July 6, 2007

Why bother with a specialist etd schema anyway?

Filed under: E-Theses and ETD conference — Neil Godfrey @ 3:53 am

Just to be contrary (– not really — merely expressing thoughts in flux — that’s what blogs are for, right?) why bother with an ETD metadata schema at all? Why treat theses any differently from any other resource in repositories? Obviously there are some specific differences that need attention when it comes to images or videos in comparison with text or pdf files, but this is a function of format. The concept “thesis” is of course not a format but an intellectual content based idea.

By all means maintain the uniquely “thesis” metadata in a repository record (awarding institution, degree name and level, etc), but for harvesting purposes, is there any need to go beyond what is already available through simple Dublin Core data?

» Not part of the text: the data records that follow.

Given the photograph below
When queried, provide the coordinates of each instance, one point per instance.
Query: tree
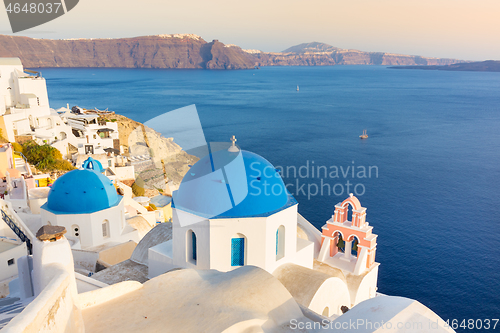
(45, 157)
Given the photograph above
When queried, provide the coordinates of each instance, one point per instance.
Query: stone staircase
(11, 307)
(21, 166)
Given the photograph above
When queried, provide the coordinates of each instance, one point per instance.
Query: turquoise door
(237, 251)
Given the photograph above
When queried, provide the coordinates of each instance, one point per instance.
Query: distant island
(479, 66)
(188, 51)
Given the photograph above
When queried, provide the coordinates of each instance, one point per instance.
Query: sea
(431, 163)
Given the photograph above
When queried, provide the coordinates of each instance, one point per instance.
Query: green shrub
(17, 147)
(138, 190)
(63, 165)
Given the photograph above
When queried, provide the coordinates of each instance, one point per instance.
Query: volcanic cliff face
(320, 54)
(187, 51)
(162, 51)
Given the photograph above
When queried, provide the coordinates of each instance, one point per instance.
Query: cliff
(480, 66)
(187, 51)
(162, 51)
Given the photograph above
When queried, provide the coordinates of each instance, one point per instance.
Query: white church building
(87, 204)
(232, 209)
(25, 111)
(221, 222)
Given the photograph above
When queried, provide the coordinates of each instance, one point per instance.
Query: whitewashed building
(25, 111)
(86, 203)
(232, 209)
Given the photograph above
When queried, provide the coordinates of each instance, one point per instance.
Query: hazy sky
(464, 29)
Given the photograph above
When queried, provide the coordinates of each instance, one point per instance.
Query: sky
(461, 29)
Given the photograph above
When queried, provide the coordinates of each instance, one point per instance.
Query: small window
(105, 229)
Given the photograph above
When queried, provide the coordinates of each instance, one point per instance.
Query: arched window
(76, 230)
(238, 250)
(191, 247)
(354, 246)
(280, 242)
(341, 244)
(105, 229)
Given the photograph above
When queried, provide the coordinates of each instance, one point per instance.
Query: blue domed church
(232, 209)
(87, 204)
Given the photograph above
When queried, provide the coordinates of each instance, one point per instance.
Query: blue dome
(232, 184)
(82, 192)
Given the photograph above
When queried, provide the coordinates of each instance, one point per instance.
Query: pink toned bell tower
(339, 234)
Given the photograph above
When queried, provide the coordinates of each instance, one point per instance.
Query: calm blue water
(434, 137)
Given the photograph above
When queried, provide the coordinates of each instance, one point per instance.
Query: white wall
(15, 253)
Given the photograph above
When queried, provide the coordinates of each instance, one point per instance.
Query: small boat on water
(364, 135)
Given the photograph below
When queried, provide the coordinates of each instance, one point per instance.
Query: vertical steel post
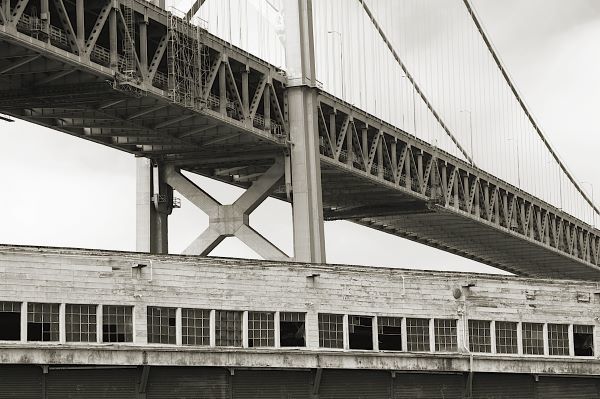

Simple Dublin Core enables the harvesting of all scholarly repositories by OAI-PMH compliant service providers. The dc.type element can be used to limit searches or harvesting to specific subgroups in a repository (e.g. theses!). And anyone searching a particular topic among scholarly works will not have their search necessarily limited to a particular type of thesis, but will embrace scholarly research reports as well, other discussion papers and peer-reviewed findings. Is not that a more valuable service to users than a limited “research thesis only” database?

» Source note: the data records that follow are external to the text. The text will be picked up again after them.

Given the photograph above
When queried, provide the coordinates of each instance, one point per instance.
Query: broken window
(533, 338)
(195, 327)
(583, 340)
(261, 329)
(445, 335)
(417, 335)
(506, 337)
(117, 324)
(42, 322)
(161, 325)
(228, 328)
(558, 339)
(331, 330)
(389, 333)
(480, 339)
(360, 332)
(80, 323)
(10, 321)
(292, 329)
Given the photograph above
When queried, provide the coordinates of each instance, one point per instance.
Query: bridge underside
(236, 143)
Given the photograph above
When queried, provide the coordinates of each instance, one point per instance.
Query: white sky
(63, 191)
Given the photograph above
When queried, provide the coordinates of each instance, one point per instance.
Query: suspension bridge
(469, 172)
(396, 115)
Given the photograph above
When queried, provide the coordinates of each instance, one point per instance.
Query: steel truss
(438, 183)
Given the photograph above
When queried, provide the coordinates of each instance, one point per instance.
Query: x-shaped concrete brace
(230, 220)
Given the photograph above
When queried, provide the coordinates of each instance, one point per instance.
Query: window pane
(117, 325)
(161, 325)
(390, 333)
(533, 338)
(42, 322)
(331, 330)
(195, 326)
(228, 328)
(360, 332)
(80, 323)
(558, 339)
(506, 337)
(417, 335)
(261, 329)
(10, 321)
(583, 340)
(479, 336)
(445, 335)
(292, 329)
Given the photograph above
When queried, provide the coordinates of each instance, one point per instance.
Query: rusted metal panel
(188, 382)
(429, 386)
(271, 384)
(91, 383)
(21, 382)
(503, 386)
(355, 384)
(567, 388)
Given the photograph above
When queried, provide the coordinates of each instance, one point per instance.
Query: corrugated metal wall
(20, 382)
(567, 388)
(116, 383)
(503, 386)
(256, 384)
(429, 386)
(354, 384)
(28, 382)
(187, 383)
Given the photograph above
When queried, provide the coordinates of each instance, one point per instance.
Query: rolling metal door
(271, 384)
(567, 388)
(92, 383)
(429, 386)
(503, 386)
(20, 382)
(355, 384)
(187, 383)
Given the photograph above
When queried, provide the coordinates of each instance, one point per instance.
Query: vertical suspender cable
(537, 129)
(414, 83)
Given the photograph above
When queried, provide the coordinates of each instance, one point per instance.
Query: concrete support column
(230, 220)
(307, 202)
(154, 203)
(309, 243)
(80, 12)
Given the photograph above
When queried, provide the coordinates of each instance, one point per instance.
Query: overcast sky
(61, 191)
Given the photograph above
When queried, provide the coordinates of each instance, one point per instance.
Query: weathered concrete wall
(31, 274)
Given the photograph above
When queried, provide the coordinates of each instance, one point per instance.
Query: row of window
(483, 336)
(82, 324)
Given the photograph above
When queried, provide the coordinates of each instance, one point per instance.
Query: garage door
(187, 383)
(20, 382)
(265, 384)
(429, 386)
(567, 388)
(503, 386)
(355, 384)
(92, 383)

These questions may sound rhetorical but they are not.

Thought is being given in Europe and US re improving ETD-MS and UKETD_DC or other schema. How much of this is necessary or possible? “Doctoral” can refer to a research thesis or a coursework thesis. Research theses can be doctoral or masters. There is no international uniformity of meaning or thesis types. Can we go far wrong if we focus instead on simply making available in the most efficient ways the repository databases of scholarly works, rather than discrete (nationally and even regionally distinct) terms within those databases?



  1. I’m ruminating on your post, so I’m looking much harder at dc:type element, and perhaps the genre element (which would be 008/24 (m) theses, which is where I would look for it in MARC, though I don’t see that mapped in your comparison doc).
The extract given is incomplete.